Big move today to Everest Base Camp (EBC). This took us about 5 hours and gained 1,800 vertical feet. This was the toughest day so far, even though the amount of gain was typical, because the ending point was higher than we’d camped before. I felt it today for sure.






The trek took us away from Lobuche and up the Khumbu valley, which is remarkably scenic and impressive. We stopped briefly for a break a Lobuche town, then at Gorak Shep, before pulling into EBC itself. Both of these towns consist of a few tea houses, a helipad, and LOTS of yak dung. The streets are basically open sewers, for the waste of both human and beast, and you truly do walk through feces to get anywhere. More disturbing was watching the water intake pump at Lobuche town in a feculent stream get clogged with yak dung as it screeched while trying to pump “water” up to the tea house. Thank goodness for boiled water and UV steri-pens. To date, our GI issues have been very modest, a testament to our meticulous habits while moving though these places. On the other hand, Gorak had some 3G internet, just a little, so it was not all bad.

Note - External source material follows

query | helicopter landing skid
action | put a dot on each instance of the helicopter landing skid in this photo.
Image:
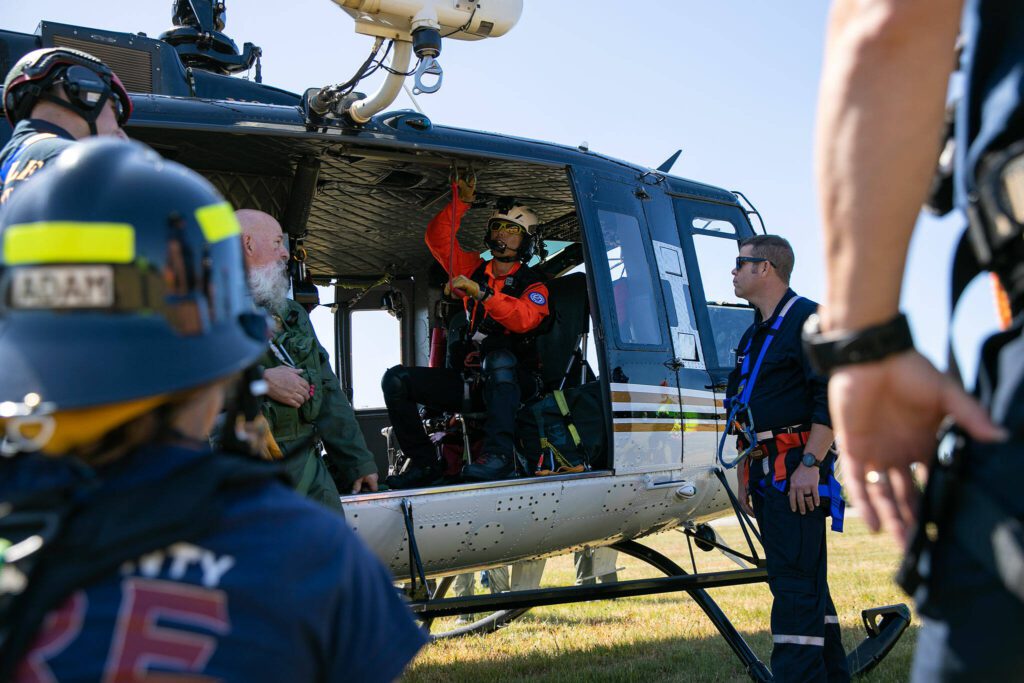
(884, 625)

EBC sits on a glacial moraine, meaning blue ice covered in loose stones ranging in size from pebbles to the size of houses. It shifts and moves slowly on its way downhill, so the camp has to be rebuilt by hand each year. The sherpa teams that do this work are remarkable. I am amazed by their strength, determination, and organizational skills. It is not exactly an engineering marvel, but something close to that. Our tents sit on platforms that have been chiseled and carved out of the icy rock, and trails join the community together… personal (small) tents, cook tents, gear tents, communications tents, dining tents, toilet tents, shower tents (yes, hot showers on demand!), and the entertainment tent (an army surplus tent where we can recharge batteries and project movies on the wall). At night, some paths are lit by solar rechargeable garden lights. It is bitterly cold at night, but there is a decidedly cheerful air to this place. For instance, our dining tent is adorned with plastic flowers, stylish chair covers, and astroturf carpeting.



This is important, because Mt Everest sits right outside our doorstep. It is enormous, imposing, savagely beautiful. Behind us, Pumori stands like a stone sentinel. Then a full, impenetrable cirque ends in the West Buttress of Everest, which terminates in the Kumbu icefall, then Nuptse immediately across from our camp. I have studied their photos for years, but reality is much more impressive.
This will be fun!
Does EBC have any overall organization, i.e., is there any kind of “governance” to resolve issues and conflicts that may arise, or do people simply work stuff out on their own? For instance, is there ever any conflict over who gets which tent locations or does that all simply fall into place somehow, first come first served or whatever? Hate to raise such mundane “human” concerns but I’m just wondering if it all functions smoothly or not?